Apart from making me feel like an imbecile, this little experience reminded me of a lesson I’ve seen in action many times. Had I been the one hanging hand towels in addition to the one folding them, the problem would have been immediately obvious. But unless we actually use the end result we’re producing (or have excellent user feedback mechanisms in place), we’re flying blind.

This is especially true in the software world. If you’re not using your own software, then I’ll take long odds that it’s got significant usability problems. I have worked with developers who blame everything on the user, vindicating their own blinkered view of their software product. “gah, these users. If they’d only use the software correctly then we wouldn’t have to make these silly changes.” I cringe every time this happens, and I’ve heard variations on it more than once in my career. If you’re blaming your users for problems they find in your software, it’s time to find another career. The whole point of software development is solving people’s problems. If you’re not interested in doing that, then what are you doing here?

The need for real-world feedback on software is one of the reasons “hallway usability testing” is so valuable. The idea is that it doesn’t take a special kind of user to find usability problems in your application. You can grab just about any random human being who is not the guy who wrote the program, sit him down in front of the computer, ask him to perform a task using your software, and immediately start discovering usability problems. This kind of usability testing is embarrassingly easy to perform, and the majority of development shops (and developers) don’t do it.

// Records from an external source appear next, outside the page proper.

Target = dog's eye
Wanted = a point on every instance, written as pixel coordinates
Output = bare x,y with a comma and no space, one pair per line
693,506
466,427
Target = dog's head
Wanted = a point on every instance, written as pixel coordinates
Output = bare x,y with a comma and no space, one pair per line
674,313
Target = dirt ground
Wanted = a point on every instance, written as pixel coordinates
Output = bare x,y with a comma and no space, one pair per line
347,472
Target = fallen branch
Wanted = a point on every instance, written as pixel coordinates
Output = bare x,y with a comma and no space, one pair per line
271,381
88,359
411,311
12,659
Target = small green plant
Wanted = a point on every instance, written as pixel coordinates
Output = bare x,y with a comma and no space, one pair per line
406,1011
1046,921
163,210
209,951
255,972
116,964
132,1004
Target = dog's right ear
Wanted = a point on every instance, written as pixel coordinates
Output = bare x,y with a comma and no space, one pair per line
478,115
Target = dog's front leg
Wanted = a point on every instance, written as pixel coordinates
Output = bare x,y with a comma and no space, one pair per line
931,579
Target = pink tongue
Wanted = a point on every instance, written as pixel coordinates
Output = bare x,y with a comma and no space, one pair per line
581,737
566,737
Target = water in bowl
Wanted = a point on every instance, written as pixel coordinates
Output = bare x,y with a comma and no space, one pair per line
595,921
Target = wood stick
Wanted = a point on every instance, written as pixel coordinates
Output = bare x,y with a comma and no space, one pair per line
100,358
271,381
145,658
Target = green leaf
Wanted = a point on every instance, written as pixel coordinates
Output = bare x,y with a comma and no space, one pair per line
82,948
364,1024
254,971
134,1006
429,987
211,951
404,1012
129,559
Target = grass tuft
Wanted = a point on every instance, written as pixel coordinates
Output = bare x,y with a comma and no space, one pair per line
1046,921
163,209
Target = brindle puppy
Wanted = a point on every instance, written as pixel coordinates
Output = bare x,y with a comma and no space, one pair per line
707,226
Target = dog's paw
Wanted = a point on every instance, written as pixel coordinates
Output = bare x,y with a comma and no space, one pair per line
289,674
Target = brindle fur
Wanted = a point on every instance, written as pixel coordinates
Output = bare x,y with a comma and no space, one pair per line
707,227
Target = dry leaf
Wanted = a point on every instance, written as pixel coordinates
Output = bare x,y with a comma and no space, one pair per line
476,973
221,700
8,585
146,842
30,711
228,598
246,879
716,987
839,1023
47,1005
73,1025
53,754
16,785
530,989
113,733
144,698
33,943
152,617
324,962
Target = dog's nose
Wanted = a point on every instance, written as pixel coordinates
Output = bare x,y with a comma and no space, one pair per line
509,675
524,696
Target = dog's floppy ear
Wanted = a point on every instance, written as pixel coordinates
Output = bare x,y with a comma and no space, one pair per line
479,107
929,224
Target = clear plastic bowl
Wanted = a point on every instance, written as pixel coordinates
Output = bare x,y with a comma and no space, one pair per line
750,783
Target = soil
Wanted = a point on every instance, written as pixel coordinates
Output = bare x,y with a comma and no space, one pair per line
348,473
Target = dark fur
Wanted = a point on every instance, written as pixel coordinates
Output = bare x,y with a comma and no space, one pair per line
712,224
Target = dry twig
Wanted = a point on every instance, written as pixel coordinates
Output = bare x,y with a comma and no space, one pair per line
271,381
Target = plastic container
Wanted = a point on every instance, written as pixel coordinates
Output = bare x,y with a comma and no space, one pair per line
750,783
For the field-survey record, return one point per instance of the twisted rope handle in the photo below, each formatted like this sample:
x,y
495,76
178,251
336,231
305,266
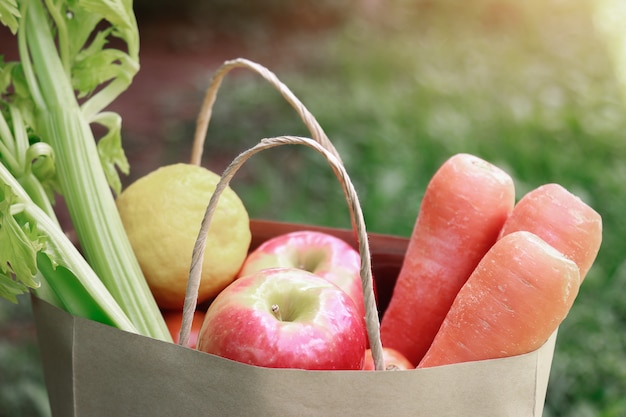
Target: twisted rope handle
x,y
202,122
356,214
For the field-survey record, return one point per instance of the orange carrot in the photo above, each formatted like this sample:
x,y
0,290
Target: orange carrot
x,y
516,298
561,219
462,212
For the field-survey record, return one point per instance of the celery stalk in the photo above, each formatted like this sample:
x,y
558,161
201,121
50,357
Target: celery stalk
x,y
61,123
65,78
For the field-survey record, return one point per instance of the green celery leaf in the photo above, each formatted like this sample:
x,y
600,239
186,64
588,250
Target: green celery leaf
x,y
10,14
110,149
92,70
10,288
20,242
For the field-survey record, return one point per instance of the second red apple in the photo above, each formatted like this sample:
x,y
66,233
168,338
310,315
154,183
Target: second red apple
x,y
320,253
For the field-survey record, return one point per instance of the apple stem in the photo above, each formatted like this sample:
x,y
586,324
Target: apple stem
x,y
276,311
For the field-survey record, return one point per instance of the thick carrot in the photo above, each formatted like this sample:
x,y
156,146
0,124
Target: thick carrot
x,y
462,212
516,298
561,219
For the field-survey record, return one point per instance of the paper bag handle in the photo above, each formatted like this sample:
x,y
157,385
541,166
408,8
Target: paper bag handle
x,y
358,224
206,111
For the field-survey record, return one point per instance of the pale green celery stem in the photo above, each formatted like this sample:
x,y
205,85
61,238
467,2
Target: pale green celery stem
x,y
73,260
89,199
36,192
70,257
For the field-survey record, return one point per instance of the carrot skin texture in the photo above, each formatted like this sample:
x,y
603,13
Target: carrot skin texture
x,y
561,219
465,205
516,298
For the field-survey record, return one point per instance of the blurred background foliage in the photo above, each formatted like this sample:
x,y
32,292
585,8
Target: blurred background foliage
x,y
399,86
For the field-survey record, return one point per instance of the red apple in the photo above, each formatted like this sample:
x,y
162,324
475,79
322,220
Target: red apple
x,y
320,253
285,318
174,319
393,360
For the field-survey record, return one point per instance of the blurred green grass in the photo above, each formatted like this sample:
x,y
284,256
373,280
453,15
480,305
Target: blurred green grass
x,y
534,93
528,86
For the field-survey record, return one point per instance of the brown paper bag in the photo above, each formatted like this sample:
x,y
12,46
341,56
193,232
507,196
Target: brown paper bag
x,y
93,370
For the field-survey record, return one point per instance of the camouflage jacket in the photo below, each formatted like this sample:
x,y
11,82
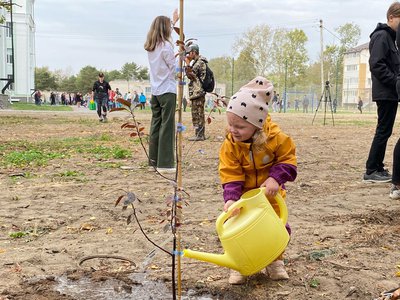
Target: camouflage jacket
x,y
199,69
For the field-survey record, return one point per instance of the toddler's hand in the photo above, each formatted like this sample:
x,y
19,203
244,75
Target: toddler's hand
x,y
271,186
228,203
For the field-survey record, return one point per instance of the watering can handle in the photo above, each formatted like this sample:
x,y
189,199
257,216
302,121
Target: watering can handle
x,y
226,215
282,208
239,204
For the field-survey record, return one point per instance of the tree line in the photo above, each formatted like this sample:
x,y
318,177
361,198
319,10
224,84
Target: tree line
x,y
278,54
47,80
281,56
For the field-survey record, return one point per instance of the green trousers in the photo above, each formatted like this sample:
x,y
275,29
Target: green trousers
x,y
162,131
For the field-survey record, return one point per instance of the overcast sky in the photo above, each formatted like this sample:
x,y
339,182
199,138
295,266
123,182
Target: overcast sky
x,y
71,34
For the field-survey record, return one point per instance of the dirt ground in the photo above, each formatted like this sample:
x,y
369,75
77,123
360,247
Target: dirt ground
x,y
345,233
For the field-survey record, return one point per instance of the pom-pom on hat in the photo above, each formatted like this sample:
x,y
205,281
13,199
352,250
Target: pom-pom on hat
x,y
251,101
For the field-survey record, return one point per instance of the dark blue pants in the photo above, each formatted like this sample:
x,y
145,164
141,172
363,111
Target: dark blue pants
x,y
386,116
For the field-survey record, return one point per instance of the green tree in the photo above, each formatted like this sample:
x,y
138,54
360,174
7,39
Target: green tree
x,y
222,69
114,75
44,79
86,77
129,71
143,74
257,43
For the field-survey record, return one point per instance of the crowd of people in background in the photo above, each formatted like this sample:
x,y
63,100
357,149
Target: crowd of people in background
x,y
83,100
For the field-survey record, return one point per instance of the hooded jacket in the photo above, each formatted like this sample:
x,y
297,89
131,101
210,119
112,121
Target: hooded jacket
x,y
199,69
242,169
384,63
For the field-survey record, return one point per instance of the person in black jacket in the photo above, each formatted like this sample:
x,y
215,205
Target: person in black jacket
x,y
100,95
395,189
384,63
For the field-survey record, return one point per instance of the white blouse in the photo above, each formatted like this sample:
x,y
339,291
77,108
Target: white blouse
x,y
162,69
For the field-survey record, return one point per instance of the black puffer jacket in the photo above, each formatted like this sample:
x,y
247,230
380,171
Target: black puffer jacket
x,y
384,63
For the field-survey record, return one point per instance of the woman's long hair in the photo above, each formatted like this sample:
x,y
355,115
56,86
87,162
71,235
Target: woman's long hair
x,y
160,31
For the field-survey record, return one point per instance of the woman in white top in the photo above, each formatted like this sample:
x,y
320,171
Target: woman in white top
x,y
163,89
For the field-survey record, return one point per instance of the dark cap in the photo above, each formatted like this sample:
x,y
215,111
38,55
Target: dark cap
x,y
193,47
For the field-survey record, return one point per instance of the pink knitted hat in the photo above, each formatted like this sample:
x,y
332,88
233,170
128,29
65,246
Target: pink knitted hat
x,y
251,101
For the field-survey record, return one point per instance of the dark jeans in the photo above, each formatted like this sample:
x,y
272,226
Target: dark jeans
x,y
162,131
386,116
396,164
101,101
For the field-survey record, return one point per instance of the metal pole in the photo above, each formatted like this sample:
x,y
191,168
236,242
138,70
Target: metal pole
x,y
179,154
322,56
233,72
12,42
285,93
337,79
12,79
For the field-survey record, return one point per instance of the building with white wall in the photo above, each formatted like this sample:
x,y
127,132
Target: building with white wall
x,y
24,49
356,76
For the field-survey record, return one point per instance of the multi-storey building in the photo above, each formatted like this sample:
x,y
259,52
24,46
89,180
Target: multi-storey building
x,y
17,46
356,76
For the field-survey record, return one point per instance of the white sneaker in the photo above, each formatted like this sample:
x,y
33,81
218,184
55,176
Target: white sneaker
x,y
276,270
394,192
166,170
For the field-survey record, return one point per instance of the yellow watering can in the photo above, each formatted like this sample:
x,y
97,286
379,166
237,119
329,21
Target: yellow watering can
x,y
251,240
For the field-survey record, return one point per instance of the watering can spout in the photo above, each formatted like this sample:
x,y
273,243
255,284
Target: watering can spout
x,y
222,260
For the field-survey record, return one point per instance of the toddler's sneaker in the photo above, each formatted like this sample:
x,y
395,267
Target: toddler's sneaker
x,y
236,278
394,192
276,270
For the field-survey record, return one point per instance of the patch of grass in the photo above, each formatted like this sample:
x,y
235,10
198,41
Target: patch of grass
x,y
111,152
355,122
314,283
101,137
109,165
120,153
71,173
25,153
30,157
18,234
31,106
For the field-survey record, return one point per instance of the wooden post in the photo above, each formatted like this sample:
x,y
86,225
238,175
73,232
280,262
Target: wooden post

The fact that this is true makes it all the more embarrassing that such vast quantities of software are so difficult to use. Take time tracking software, for instance. I have never worked for a company whose time tracking software was a pleasure to use. In all cases, it would have been easier to just enter time in an Excel spreadsheet. (Come to think of it, I believe the first company I worked for actually did track time this way.) I can think of no reason why this should be true, that all time tracking software stinks. There is nothing inherently difficult about writing software to record how much time you’ve worked. But developers, by and large, do not put a premium on software that’s eminently usable, so long as it can be made to work. “Does the software allow users to enter time and generate a report for managers? Great. Meets the requirements. Done.” In fairness, the blame does not land solely at developers’ feet; often companies are unwilling or unable to pay for the time required to really polish software. But although the law of diminishing returns is definitely in effect here, it does not take a huge investment to make some big gains in software usability.

As a developer, start by forcing yourself to use what you’re writing (and use it in unexpected or unusual ways). Also, put it in front of a disinterested party and make them use it. Watch (or record) – but don’t give them any hints. It will be painful, but it’s pain you need to feel. Take the results, pick the top three worst problems the user ran into, fix them, and do it again. Iterate.

As a user, start being willing to pay for software that’s elegant and easy to use. These attributes are admirable goals in and of themselves; we should be encouraging them to the extent we are able.